Why is this needed? Consider the following example from the LIE FSM: imagine a LIE message is received, and immediately after that, the timer expires.
If all pushed events (both normal and chained) were processed in the order in which they are pushed, the following would happen:
State | Event / Transition | Root cause |
---|---|---|
ONE _WAY | LIE received, push LIE _RECEIVED event | LIE message receipt |
ONE _WAY | Timer expires, push TIMER _TICK event | Timer expiry |
ONE _WAY | LIE _RECEIVED [ONE _WAY] > process _lie, NEW _NEIGHBOR [None] | LIE message receipt |
ONE _WAY | TIMER _TICK [ONE _WAY] > SEND _LIE [None] | Timer expiry |
ONE _WAY | NEW _NEIGHBOR [ONE _WAY] > SEND _LIE [TWO _WAY] | LIE message receipt |
TWO _WAY | SEND _LIE [TWO _WAY] > send _lie [None] | Timer expiry |
Note that the events and transitions which are the result of the LIE message receipt are interleaved with the event and transitions which are the result of the timer expiry.
In particular, note that the timer expired in state ONE _WAY, but the corresponding send _lie action happens in the TWO _WAY state. In this particular example, it doesn’t matter that much, but one can imagine FSMs where it would be disastrous is an event leads to a sequence of actions where some actions are execute in one state and other actions are executed in another state.

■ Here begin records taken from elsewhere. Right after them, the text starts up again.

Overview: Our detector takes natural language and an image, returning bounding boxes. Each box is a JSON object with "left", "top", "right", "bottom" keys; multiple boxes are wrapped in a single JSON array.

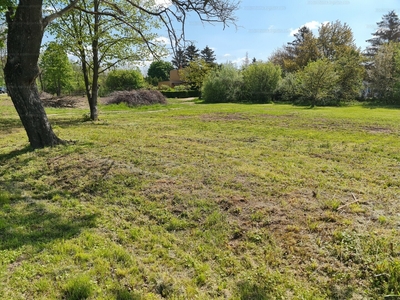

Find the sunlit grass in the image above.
[{"left": 0, "top": 96, "right": 399, "bottom": 298}]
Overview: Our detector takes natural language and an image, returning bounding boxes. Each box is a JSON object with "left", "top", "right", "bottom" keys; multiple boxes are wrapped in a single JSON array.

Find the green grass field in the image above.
[{"left": 1, "top": 95, "right": 399, "bottom": 299}]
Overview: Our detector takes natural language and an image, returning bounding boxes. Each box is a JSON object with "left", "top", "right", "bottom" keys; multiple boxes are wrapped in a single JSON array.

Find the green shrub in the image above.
[
  {"left": 275, "top": 73, "right": 303, "bottom": 102},
  {"left": 201, "top": 63, "right": 243, "bottom": 103},
  {"left": 158, "top": 84, "right": 172, "bottom": 91},
  {"left": 105, "top": 69, "right": 145, "bottom": 92},
  {"left": 242, "top": 62, "right": 282, "bottom": 103},
  {"left": 173, "top": 84, "right": 190, "bottom": 91}
]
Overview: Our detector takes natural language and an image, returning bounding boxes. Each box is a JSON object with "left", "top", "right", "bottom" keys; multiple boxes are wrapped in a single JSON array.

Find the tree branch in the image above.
[{"left": 43, "top": 0, "right": 80, "bottom": 27}]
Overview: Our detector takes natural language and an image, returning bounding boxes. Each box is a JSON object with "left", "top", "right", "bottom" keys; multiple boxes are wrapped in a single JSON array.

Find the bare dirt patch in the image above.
[
  {"left": 200, "top": 113, "right": 251, "bottom": 122},
  {"left": 363, "top": 126, "right": 393, "bottom": 134}
]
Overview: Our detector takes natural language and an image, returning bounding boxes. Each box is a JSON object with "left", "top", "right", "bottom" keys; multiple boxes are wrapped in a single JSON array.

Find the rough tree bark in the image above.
[{"left": 4, "top": 1, "right": 64, "bottom": 149}]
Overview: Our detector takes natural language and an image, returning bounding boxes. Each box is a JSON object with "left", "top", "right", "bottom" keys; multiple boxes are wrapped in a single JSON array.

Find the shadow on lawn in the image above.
[
  {"left": 361, "top": 102, "right": 400, "bottom": 109},
  {"left": 0, "top": 145, "right": 33, "bottom": 163},
  {"left": 0, "top": 198, "right": 97, "bottom": 251},
  {"left": 0, "top": 117, "right": 24, "bottom": 134}
]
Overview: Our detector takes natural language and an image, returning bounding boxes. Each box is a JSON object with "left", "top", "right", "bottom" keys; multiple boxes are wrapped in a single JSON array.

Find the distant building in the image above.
[{"left": 158, "top": 69, "right": 184, "bottom": 88}]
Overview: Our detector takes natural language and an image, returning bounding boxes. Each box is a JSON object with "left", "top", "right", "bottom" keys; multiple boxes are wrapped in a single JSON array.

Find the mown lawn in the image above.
[{"left": 0, "top": 95, "right": 399, "bottom": 299}]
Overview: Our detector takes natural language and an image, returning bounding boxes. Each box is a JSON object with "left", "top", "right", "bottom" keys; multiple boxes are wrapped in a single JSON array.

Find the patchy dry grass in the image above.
[{"left": 1, "top": 95, "right": 400, "bottom": 299}]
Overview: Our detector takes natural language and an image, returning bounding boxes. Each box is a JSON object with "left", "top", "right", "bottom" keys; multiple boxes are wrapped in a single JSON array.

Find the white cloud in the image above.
[
  {"left": 154, "top": 36, "right": 170, "bottom": 45},
  {"left": 289, "top": 20, "right": 329, "bottom": 36},
  {"left": 231, "top": 56, "right": 246, "bottom": 66},
  {"left": 223, "top": 53, "right": 231, "bottom": 57},
  {"left": 153, "top": 0, "right": 172, "bottom": 8}
]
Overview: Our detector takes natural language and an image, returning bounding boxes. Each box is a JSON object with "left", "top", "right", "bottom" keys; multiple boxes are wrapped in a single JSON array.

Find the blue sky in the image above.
[{"left": 164, "top": 0, "right": 400, "bottom": 66}]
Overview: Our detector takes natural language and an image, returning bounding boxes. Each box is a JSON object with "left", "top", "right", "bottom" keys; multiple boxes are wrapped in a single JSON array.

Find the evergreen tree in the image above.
[
  {"left": 365, "top": 10, "right": 400, "bottom": 58},
  {"left": 185, "top": 43, "right": 200, "bottom": 62},
  {"left": 200, "top": 45, "right": 216, "bottom": 65},
  {"left": 171, "top": 47, "right": 187, "bottom": 69},
  {"left": 285, "top": 26, "right": 320, "bottom": 72}
]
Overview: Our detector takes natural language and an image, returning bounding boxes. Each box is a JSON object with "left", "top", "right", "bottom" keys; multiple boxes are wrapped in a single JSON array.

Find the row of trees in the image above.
[
  {"left": 38, "top": 10, "right": 400, "bottom": 107},
  {"left": 39, "top": 42, "right": 147, "bottom": 97},
  {"left": 201, "top": 11, "right": 400, "bottom": 106},
  {"left": 171, "top": 44, "right": 216, "bottom": 69},
  {"left": 200, "top": 11, "right": 400, "bottom": 106},
  {"left": 0, "top": 0, "right": 239, "bottom": 148},
  {"left": 37, "top": 41, "right": 218, "bottom": 95}
]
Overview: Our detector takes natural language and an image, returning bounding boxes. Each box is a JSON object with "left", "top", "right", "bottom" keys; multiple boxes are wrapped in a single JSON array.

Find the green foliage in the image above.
[
  {"left": 298, "top": 59, "right": 339, "bottom": 106},
  {"left": 333, "top": 48, "right": 365, "bottom": 101},
  {"left": 147, "top": 60, "right": 174, "bottom": 81},
  {"left": 185, "top": 43, "right": 200, "bottom": 62},
  {"left": 317, "top": 21, "right": 356, "bottom": 61},
  {"left": 365, "top": 10, "right": 400, "bottom": 58},
  {"left": 270, "top": 26, "right": 320, "bottom": 73},
  {"left": 200, "top": 45, "right": 216, "bottom": 65},
  {"left": 179, "top": 58, "right": 213, "bottom": 90},
  {"left": 105, "top": 69, "right": 145, "bottom": 92},
  {"left": 372, "top": 258, "right": 400, "bottom": 295},
  {"left": 39, "top": 42, "right": 74, "bottom": 96},
  {"left": 171, "top": 47, "right": 187, "bottom": 69},
  {"left": 368, "top": 42, "right": 400, "bottom": 104},
  {"left": 1, "top": 94, "right": 400, "bottom": 298},
  {"left": 276, "top": 73, "right": 303, "bottom": 102},
  {"left": 201, "top": 63, "right": 243, "bottom": 103},
  {"left": 242, "top": 62, "right": 282, "bottom": 103},
  {"left": 63, "top": 275, "right": 93, "bottom": 300}
]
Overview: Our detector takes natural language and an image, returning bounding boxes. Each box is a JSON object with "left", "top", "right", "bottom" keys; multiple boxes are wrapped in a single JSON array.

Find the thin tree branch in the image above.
[{"left": 43, "top": 0, "right": 80, "bottom": 27}]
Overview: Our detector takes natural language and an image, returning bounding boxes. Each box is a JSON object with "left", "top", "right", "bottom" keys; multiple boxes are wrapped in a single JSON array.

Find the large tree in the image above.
[
  {"left": 367, "top": 42, "right": 400, "bottom": 101},
  {"left": 269, "top": 26, "right": 320, "bottom": 73},
  {"left": 171, "top": 47, "right": 187, "bottom": 69},
  {"left": 201, "top": 45, "right": 216, "bottom": 66},
  {"left": 179, "top": 58, "right": 212, "bottom": 90},
  {"left": 298, "top": 59, "right": 338, "bottom": 107},
  {"left": 317, "top": 20, "right": 356, "bottom": 61},
  {"left": 365, "top": 10, "right": 400, "bottom": 59},
  {"left": 184, "top": 43, "right": 200, "bottom": 62},
  {"left": 39, "top": 42, "right": 74, "bottom": 96},
  {"left": 317, "top": 21, "right": 364, "bottom": 100},
  {"left": 48, "top": 0, "right": 161, "bottom": 121},
  {"left": 2, "top": 0, "right": 239, "bottom": 148},
  {"left": 147, "top": 60, "right": 174, "bottom": 81}
]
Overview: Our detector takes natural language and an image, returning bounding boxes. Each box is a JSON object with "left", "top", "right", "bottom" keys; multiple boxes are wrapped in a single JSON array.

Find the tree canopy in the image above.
[
  {"left": 2, "top": 0, "right": 239, "bottom": 148},
  {"left": 147, "top": 60, "right": 174, "bottom": 81},
  {"left": 365, "top": 10, "right": 400, "bottom": 58},
  {"left": 39, "top": 42, "right": 74, "bottom": 96}
]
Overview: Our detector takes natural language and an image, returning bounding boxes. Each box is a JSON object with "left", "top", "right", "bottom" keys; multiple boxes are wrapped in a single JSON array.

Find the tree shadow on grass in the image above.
[
  {"left": 0, "top": 117, "right": 24, "bottom": 134},
  {"left": 0, "top": 145, "right": 33, "bottom": 163},
  {"left": 0, "top": 198, "right": 97, "bottom": 251},
  {"left": 361, "top": 102, "right": 400, "bottom": 110}
]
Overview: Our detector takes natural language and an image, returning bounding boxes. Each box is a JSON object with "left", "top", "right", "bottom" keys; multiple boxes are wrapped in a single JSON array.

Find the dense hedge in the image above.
[{"left": 161, "top": 90, "right": 201, "bottom": 98}]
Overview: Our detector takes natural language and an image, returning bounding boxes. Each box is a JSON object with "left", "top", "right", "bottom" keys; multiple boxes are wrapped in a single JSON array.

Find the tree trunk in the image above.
[
  {"left": 89, "top": 0, "right": 100, "bottom": 121},
  {"left": 4, "top": 1, "right": 64, "bottom": 148}
]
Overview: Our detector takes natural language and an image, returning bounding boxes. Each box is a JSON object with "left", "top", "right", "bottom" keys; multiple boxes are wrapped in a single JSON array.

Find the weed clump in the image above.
[
  {"left": 106, "top": 90, "right": 166, "bottom": 106},
  {"left": 63, "top": 275, "right": 93, "bottom": 300}
]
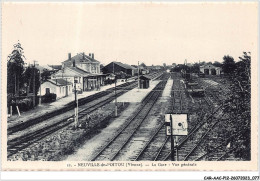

With the new rule of always finishing chained actions before considering the next normal action, we get the following sequence of events:
State | Type event | Event / Transition | Root cause |
---|---|---|---|
ONE _WAY | N/A | LIE received, push LIE _RECEIVED event | LIE message receipt |
ONE _WAY | N/A | Timer expires, push TIMER _TICK event | Timer expiry |
ONE _WAY | Normal | LIE _RECEIVED [ONE _WAY] > process _lie, NEW _NEIGHBOR [None] | LIE message receipt |
ONE _WAY | Chained | NEW _NEIGHBOR [ONE _WAY] > SEND _LIE [TWO _WAY] | LIE message receipt |
TWO _WAY | Normal | TIMER _TICK [TWO _WAY] > SEND _LIE [None] | Timer expiry |
TWO _WAY | Chained | SEND _LIE [TWO _WAY] > send _lie [None] | Timer expiry |
Not only does this rule avoid hypothetical incorrect behavior, it is also much easier to understand and hence debug.
PRZ 8/18 Comment: We discussed that out today on the bug section.
Start and stop flooding actions
I added a state entry action for LIE FSM state THREE_WAY: action_start_flooding.
Once we are in state THREE_WAY, we know the unicast address of the neighbor and we can start sending and receiving flooding-related messages (i.e. TIE packets, TIDE packets, and TIRE packets).
Similarly, when we exit state THREE_WAY we execute action action_stop_flooding: flush the LSDB and stop sending and receiving flooding-related messages.
The latter required the introduction of the concept of state exit actions in the FSM framework.